In statements sent to the press, the Singaporean government said there is “no basis” to Lee Hsien Yang’s allegations that he had been subject to “a campaign of persecution.” It also rebutted his claims that the country was repressive.

“Singapore’s judiciary is impartial and makes decisions independently. This is why Singaporeans have a high level of trust in the judiciary,” it said. It noted that there are no legal restraints on Lee and his wife returning to Singapore. “They are and have always been free to return to Singapore,” it added.

Despite these rebuttals, it is hard to state how embarrassing the current situation is for the People’s Action Party (PAP). To hear a son of the revered Lee Kuan Yew endorse the sorts of criticisms that are generally only heard from political exiles, rogue academics, and critical foreign researchers, and have been successfully anathematized inside Singapore itself, certainly complicates the PAP’s official narrative of dynamism, meritocracy, and frictionless efficiency.

The Singaporean government has long sought to discredit and isolate Lee Hsien Yang, and cast him as an aberration and outlier in a nation where the PAP does enjoy high levels of public support. It is likely that it will continue to do so.

However, it is much harder to avoid the fact that the U.K., a nation with close relations to Singapore where politicians have often spoken of Lee Kuan Yew’s city-state as a model, believes the younger Lee’s claims that he and his wife have been the subjects of politically-motivated persecution.

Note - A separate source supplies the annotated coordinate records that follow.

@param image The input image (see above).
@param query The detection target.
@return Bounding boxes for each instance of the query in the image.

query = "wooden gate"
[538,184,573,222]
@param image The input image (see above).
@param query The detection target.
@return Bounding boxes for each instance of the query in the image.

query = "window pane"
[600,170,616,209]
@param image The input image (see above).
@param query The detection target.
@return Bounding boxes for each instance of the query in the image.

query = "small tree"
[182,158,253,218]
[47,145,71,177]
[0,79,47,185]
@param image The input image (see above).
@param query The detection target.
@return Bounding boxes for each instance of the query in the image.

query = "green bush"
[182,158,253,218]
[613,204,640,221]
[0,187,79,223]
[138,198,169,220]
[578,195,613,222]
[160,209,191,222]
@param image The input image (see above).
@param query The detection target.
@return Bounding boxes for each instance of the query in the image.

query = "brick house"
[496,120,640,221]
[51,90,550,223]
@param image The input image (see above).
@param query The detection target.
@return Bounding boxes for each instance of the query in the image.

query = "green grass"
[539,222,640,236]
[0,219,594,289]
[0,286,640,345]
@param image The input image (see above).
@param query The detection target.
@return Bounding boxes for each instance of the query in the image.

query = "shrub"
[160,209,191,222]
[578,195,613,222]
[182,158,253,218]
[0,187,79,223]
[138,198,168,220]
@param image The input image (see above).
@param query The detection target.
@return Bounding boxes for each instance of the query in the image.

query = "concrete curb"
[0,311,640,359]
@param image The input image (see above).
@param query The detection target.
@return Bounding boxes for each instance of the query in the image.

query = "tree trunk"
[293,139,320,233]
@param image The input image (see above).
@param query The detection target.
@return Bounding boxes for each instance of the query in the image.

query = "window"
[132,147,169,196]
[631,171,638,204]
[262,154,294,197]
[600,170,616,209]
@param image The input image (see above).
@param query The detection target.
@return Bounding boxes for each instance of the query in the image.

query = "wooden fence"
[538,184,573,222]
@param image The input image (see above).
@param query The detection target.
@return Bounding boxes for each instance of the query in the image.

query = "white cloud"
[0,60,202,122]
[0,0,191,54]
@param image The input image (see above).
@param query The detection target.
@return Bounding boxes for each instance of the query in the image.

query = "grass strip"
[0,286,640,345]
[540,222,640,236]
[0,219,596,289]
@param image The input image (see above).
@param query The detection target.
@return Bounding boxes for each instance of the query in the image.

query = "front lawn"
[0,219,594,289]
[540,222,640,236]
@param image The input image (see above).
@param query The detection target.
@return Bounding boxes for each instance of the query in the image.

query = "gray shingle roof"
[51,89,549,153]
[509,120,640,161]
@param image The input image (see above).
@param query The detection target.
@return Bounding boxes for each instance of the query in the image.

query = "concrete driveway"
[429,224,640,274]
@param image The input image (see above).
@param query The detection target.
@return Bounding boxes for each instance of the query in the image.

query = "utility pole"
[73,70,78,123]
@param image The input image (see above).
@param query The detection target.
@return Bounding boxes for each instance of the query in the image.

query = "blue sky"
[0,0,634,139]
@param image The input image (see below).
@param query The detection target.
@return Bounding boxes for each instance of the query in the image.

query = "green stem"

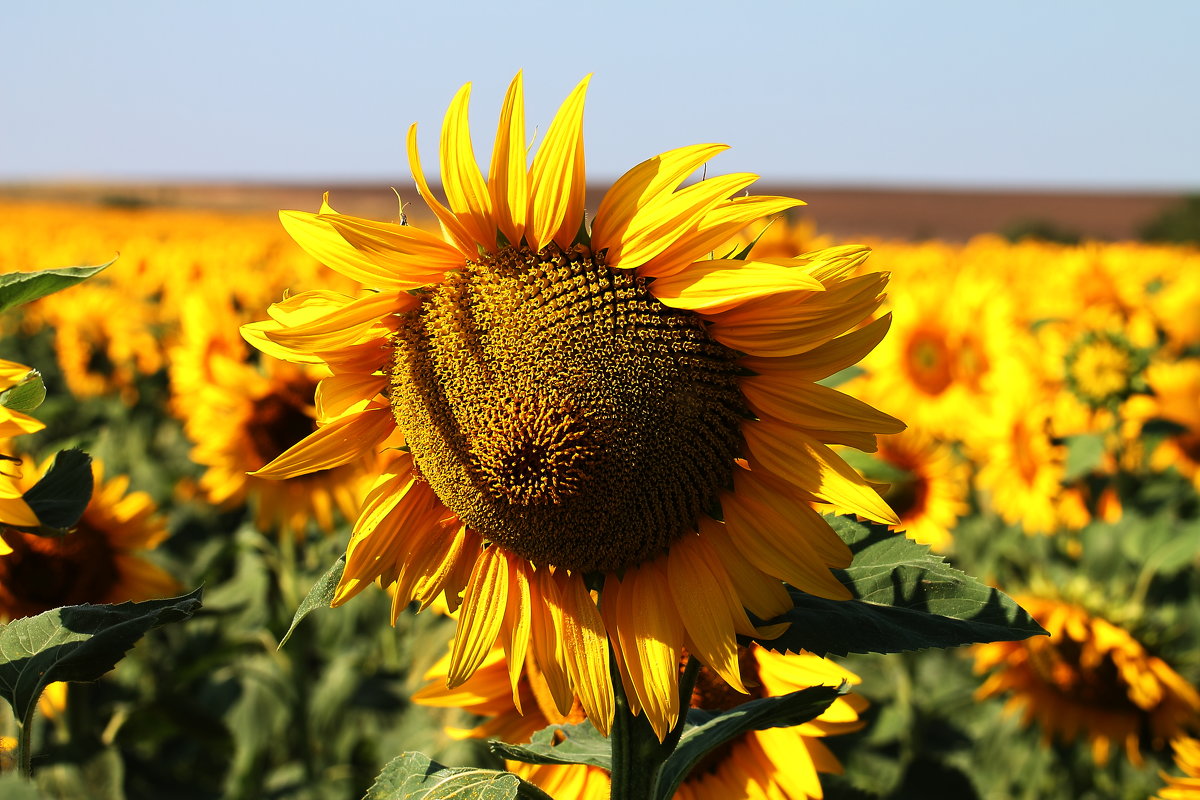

Whether or not Lee Hsien Yang’s criticisms make much difference to public opinion inside Singapore, the longer-term outlook for the PAP is cloudier than it has been for many years. As Michael D. Barr of Flinders University in Adelaide argued back in 2019, the feud within the Lee family has “tarnished and fractured” its brand and image, undermining one of the “constants” that has supported Singapore’s successes since independence in 1965. Coupled with other political trends, including growing disaffection among the Singaporean elite, he wrote, “there can be little doubt that the government faces major challenges in the medium term.”